Bellara nods at the squirrels playing in the scree. “Aleta will want to make them into a stew. She’ll set traps, and I’d rather she not.”
“They’d be good eating,” I suggest cautiously, trying not to let on that the same thought had been going through my mind.
“But they don’t deserve to be eaten.”
“Does anything?” I ask, laughing.
“Maybe not,” Bellara says seriously. “But they’re happy. They don’t know there’s a war on. They don’t give a shit about the bombers. I like that. So please don’t tell Aleta.”
It’s the “please” that gets me. Bellara may be just sixteen, but she’s been fighting since she was old enough to hold an illusion. She knows her place in the world. Giado is deferential to her. Bombs do not scare her. I don’t even scare her, and it took the others several months before they would get close to me. Some of them still keep their distance.
“Okay,” I say. “I promise.”
Bellara squeezes my hand. “Thank you.”
“It’s very warm up here,” I comment.
“I know. I like that, too.”
We listen to the distant bombers for the next half hour. I can hear both our stomachs rumbling, and wonder if it’s worth venturing out on the plains to hunt llamas tomorrow. Giado will object, because he’s been very cautious since we got word of his hometown. But we could use the meat.
“They say,” Bellara broke the silence, “that before the war we were used for entertainment.”
“We?” I ask, though I know what she means.
“Wizards. We’d put on shows for hundreds of thousands of people. Fire-Spitters shooting flames toward the moon. Changers dancing in the flickering light. They say Smiling Toms were given leave to create anything they could imagine.”

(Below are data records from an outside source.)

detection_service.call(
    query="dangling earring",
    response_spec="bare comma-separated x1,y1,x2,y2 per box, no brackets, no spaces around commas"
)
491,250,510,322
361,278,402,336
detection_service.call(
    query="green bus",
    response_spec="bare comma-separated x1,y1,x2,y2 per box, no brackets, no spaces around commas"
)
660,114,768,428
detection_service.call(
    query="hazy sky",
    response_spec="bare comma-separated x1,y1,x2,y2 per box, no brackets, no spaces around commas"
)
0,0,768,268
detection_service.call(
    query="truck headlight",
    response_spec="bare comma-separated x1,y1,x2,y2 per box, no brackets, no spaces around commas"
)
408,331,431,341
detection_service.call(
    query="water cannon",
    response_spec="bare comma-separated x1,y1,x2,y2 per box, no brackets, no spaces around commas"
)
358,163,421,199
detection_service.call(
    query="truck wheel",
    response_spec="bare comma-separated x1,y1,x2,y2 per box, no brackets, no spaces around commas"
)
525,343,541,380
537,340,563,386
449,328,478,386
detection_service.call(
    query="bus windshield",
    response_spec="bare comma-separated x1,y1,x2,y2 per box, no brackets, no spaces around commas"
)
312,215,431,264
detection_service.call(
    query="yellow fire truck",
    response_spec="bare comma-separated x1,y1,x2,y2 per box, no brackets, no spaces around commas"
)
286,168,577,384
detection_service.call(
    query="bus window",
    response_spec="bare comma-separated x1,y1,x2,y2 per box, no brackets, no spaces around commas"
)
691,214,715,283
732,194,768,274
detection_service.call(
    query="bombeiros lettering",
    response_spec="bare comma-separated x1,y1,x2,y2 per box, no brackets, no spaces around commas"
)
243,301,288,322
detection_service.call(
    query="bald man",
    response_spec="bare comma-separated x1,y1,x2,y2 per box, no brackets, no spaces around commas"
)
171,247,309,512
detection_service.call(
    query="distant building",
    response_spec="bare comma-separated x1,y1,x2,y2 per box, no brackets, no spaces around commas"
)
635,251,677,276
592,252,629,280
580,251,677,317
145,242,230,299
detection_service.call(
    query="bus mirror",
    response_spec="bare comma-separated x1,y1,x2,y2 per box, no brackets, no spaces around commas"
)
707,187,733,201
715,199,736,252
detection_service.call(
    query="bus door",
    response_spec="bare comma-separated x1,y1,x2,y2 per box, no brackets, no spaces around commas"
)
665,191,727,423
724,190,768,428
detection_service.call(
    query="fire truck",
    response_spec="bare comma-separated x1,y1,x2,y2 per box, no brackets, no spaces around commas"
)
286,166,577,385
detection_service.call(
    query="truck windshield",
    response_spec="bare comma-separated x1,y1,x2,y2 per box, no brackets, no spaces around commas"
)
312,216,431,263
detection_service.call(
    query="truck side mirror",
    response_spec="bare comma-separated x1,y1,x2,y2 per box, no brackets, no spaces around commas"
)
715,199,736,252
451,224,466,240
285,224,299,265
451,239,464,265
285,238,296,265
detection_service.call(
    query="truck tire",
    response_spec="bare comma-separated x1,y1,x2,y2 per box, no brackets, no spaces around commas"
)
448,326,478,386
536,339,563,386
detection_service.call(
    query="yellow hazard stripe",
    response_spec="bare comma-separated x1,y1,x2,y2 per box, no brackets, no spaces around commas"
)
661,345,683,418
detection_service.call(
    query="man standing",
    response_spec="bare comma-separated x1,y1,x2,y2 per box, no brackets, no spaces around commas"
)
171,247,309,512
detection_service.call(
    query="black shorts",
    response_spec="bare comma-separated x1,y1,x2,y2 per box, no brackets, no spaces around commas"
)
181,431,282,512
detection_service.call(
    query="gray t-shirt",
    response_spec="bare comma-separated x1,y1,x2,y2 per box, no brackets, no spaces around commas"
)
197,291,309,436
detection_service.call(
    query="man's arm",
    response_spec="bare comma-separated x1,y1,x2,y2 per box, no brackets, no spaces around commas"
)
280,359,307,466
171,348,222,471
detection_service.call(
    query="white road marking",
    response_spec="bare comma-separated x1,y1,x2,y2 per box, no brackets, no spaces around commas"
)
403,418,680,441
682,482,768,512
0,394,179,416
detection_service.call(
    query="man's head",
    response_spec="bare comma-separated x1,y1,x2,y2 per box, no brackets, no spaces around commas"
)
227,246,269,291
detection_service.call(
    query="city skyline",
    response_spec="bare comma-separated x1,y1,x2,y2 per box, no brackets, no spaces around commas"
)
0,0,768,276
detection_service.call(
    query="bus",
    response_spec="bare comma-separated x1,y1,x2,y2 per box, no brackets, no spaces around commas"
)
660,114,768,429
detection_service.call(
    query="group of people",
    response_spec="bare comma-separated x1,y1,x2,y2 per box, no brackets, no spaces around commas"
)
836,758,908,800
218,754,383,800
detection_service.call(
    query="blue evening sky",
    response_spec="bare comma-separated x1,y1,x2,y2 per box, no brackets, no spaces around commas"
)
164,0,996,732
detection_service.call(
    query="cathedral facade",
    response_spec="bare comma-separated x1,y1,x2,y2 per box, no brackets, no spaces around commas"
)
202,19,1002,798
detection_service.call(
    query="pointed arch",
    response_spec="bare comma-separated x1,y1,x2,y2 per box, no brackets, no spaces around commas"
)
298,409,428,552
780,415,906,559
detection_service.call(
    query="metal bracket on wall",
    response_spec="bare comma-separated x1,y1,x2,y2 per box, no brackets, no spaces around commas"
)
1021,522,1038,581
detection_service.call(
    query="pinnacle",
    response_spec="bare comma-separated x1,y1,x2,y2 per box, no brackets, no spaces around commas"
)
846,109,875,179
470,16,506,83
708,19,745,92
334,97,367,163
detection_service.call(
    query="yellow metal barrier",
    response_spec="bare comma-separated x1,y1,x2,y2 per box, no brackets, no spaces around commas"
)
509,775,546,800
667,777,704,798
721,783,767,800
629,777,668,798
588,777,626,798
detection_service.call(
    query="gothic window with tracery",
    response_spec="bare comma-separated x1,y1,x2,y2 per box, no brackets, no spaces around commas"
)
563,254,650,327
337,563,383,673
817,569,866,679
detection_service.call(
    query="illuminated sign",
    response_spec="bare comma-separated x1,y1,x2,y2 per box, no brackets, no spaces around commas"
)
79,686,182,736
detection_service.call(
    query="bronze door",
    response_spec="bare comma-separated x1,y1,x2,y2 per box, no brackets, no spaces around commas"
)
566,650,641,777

I snort. It seems like such a childish thought. These days Smiling Toms are forbidden from using their strength for anything but the war: stratagems, camouflage, misdirection.
“It’s important,” I say, repeating a bit of propaganda I heard once, “that we dismiss the childish fancies of our yesteryear, and fight for a better tomorrow.” I scowl even as I speak, the words sounding callous. On
e glance at Bellara’s face shows that she disagrees.
“What is more important?” she demands in a gentle voice. “Killing the enemy? Or creating wonder for children?”
“Winning the war,” I say automatically, as if the answer is obvious.
Bellara scoffs. “You’re right,” she admits. “But you’re also wrong.” She looks at her fingertips showing through the ends of frayed wool gloves. “I want to create something wondrous. I want to dazzle. I want to make people smile. I don’t want to just hide or distract.”
“Perhaps,” I say, wondering if she’s been considering the same offers of amnesty from the enemy, “that is the better tomorrow we fight for.”
“Then why am I forbidden from doing so now?”
“Because you have to save your strength.”
Bellara sighs. “If we allow ourselves no happiness, and we win the war tomorrow, then what have we fought for? We will be a bleak generation on a broken world, and we will never know joy again.”
The proclamation seems incredibly poetic from someone her age, though she’s only a couple years younger than me.
“Don’t you want to dance?” she asks.
“I don’t know how,” I respond. My mother used to dance when she made bread, but that was a long time ago.
“Is there anyone left to teach you?”
“I don’t know.”
Bellara spreads her hands, as if to indicate the futility of it all. “I would like to dance,” she says. “I would like to create light shows that make children and adults laugh. But no one ever taught me, so if this war ever ends I will be forced to teach myself, and then to convince everyone else that it is no longer taboo.” She speaks as if it’s a burden that has been placed upon her. Her face is set, stubborn.
I open my mouth to assure her that someday the war will end and she will find someone to teach her. It’s a happy lie, as these things go. But a change in the air stops me, and I tilt my head to listen. I shift, crawling out of the cave.
“Where are you going?” she asks.
I point at my ear. “Single engine, flying low.”